There is a time and place for surgery. I think few would argue this point. But I have seen patients have imaging, injections and surgery for cases that never should’ve been considered a surgical case.
Of course, whether or not they are a surgical case is merely my personal opinion. Since I’m NOT a surgeon, and I’m JUST a chiropractor, I could not even begin to know which cases of low back pain are or are not surgical cases. Given something as invasive, dangerous and permanent as spinal surgery, surgeons are the ones that can do the tests to definitively know whether or not a patient’s low back pain is surgical or not.
Spinal fusion involves slicing into the tissues surrounding the spinal column and then using either a special cement or titanium hardware to lock two (or more) spinal segments together so that they no longer move. The costs are staggering and the recovery, from the patient’s standpoint, is a major deal.

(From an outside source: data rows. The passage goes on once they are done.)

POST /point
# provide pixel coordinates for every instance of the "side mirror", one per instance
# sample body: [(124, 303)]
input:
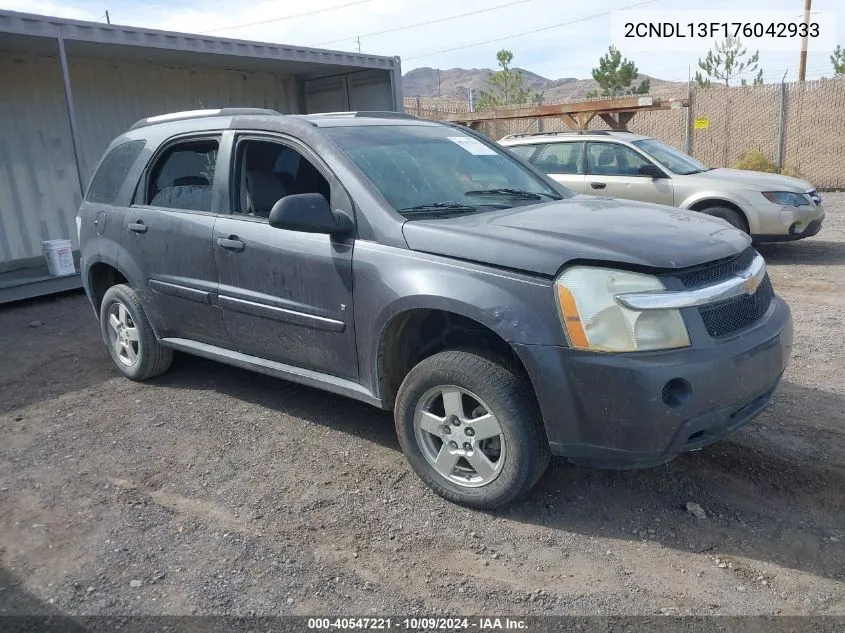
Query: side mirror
[(309, 213), (652, 171)]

Again, good thing the surgeons can tell when someone needs surgery or not by doing the correct tests.
Ok. So you know where this is going. This particular study looked at just how accurate commonly used tests were at determining whether or not someone was going to have a good outcome from a spinal fusion for low back pain. Specifically, researchers looked across 10 studies to see whether these tests were actually useful:
- Findings on MRI
- Provocative discography (an irritant is injected into the disc; if it hurts, that must be the problem)
- Facet joint blocks (the spinal joints are injected with an anesthetic; if it helps, that must be the problem)
- Orthosis immobilization (using a brace to immobilize the lumbar spine; if it helps, the area needs to be fused)
- Temporary external fixation (a temporary metallic brace is screwed into parts of your vertebrae)
So what did the authors say after looking at all these tools to determine is lumbar spinal fusion was going to have a good outcome?
No subset of patients with chronic LBP could be identified for whom spinal fusion is a predictable and effective treatment. Best evidence does not support the use of current tests for patient selection in clinical practice.
In other words, it’s a crap shoot.
The bottom line is that, if surgery has been recommended to fuse your lumbar spine and the surgeon looks you in the eye and says he or she is confident this is the right thing to do, it’s time to find another one. Before you go on to surgery, have you REALLY tried everything? Has chiropractic been used? Soft tissue treatments like Graston, ART or Fascial Manipulation? Yoga? Massage? Rehab?
If you can’t answer yes to ALL of the above, it’s not time for surgery. Surgery should be the absolute last possible option that you should consider because no one can predict the outcome for your situation.